Cuando íbamos a las casas de estos amigos, cuyos padres eran pequeños comerciantes, funcionarios del estado o maestros de escuela, envidiábamos sus cuartos de baño, envidiábamos una bañera, porque en aquellas casas había un retrete comunal y un archipiélago de escupideras para las necesidades menores y nos aseábamos en una palangana que jamás entendió de otros mejunjes que el jabón flota, o lagarto o como quiera que se llamase aquella porquería aceitosa con la que rascábamos de nuestras pieles el percol del juego que nos tenía las rodillas adornadas con sus pústulas eternas y los codos siempre tirando a negros por más escamondados que nos presentaran nuestras madres cada mañana al colegio.

Teníamos que fabricarnos nuestros propios juguetes y cuando los monopatines comenzaron a hacer mella entre la tierna infancia de nuestra época, nosotros cogíamos una tabla y un juego de cojinetes que jamás sabré de dónde salían, y montábamos nuestro sucedáneo de monopatín.

Vestíamos pantalones felizmente nombrados entre nosotros “pica pica” que estaban confeccionados en un tergal feísimo y que normalmente eran herencia de un primo nuestro al que se le había quedado chico porque con la edad y los estirones era una pena gastar dinero en ropa de primera mano, decían , muy dignas, nuestras madres.

Recogíamos hierros y chapas de metal por los vertederos o entre los escombros de los descampados y los vendíamos en algún baratillo y con los cuatro duros que ganábamos nos comprábamos un paquete de Record que era una marca de tabaco negro que nos hacía toser como tísicos entre los rincones oscuros de algún callejón donde nos refugiábamos para dar cuenta de nuestra pequeña fechoría.

Esperábamos a los repartidores en las puertas de los bares y les ofrecíamos nuestra ayuda para descargar a cambio de un helado, si esa era la mercancía, o de una coca cola, pero también de una botella de ron o de unos litros de cerveza.

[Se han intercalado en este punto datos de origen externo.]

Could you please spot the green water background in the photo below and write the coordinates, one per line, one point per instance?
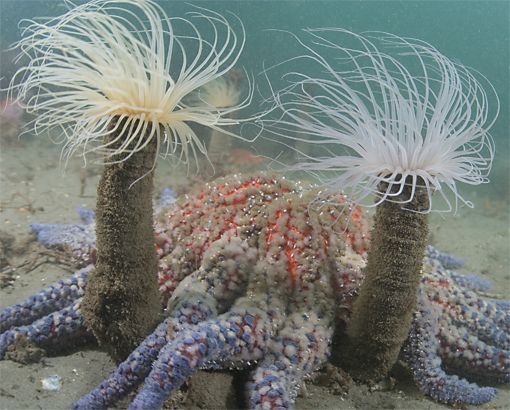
(476, 33)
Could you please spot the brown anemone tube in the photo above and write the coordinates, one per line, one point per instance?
(122, 302)
(383, 310)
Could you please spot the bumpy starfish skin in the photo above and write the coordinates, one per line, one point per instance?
(255, 270)
(454, 327)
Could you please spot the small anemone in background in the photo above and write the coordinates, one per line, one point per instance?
(401, 125)
(128, 63)
(113, 76)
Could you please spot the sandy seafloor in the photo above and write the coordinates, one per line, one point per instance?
(33, 189)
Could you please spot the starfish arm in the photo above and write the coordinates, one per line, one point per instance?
(78, 239)
(421, 355)
(448, 261)
(55, 331)
(300, 348)
(236, 336)
(55, 297)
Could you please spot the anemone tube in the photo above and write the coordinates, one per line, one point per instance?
(409, 131)
(122, 302)
(383, 311)
(113, 77)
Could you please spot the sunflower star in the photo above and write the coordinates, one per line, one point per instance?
(255, 270)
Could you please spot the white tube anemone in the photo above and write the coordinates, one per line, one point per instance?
(124, 59)
(426, 121)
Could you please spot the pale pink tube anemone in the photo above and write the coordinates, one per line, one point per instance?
(406, 114)
(127, 60)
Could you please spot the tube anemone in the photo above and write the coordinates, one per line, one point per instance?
(412, 123)
(112, 75)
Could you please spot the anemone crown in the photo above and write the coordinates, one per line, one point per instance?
(126, 59)
(413, 114)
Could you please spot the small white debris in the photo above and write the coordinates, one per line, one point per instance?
(53, 383)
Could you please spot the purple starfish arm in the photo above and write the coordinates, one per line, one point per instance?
(129, 375)
(186, 313)
(53, 332)
(55, 297)
(421, 355)
(239, 334)
(302, 347)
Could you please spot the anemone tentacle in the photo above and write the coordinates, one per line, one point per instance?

Cuando nos bebíamos aquello, solíamos vomitar estoicamente pero no sin cierto orgullo, porque en nuestra cabecita machista, nos había metido alguien que aquello era cosa de hombres.



Las noches de verano, hastiados del espectáculo de nuestros padres en camiseta en el porche de la casa, o asomados a la ventana del par de cuartuchos en los que vivíamos como dije, nos citábamos con niñas de nuestra edad más o menos, diez o doce años y convocábamos alrededor del tembloroso fulgor de un cerilla, lacónicos fantasmas del erotismo con un juego absurdo en el que nos dábamos besos suaves en los labios, o acariciábamos levemente una seno casi imaginario.

Cuando estábamos solos, los machos de la manada, hacíamos exhibición en algún portal fresquito de alguna casa antigua del tamaño de nuestros penes, de la evolución de nuestro vello púbico o del diámetro de nuestros testículos. Éramos los niños del año 1980. Cuento esta batallita impúdica sobre mi condición porque a veces, hablando con muchos de vosotros, se diría que ninguno estuvo allí, que ninguno vivió así. Y que todos nacimos con este aire, levemente pijo y estas caras de personas mayores, que con el tiempo se nos está poniendo.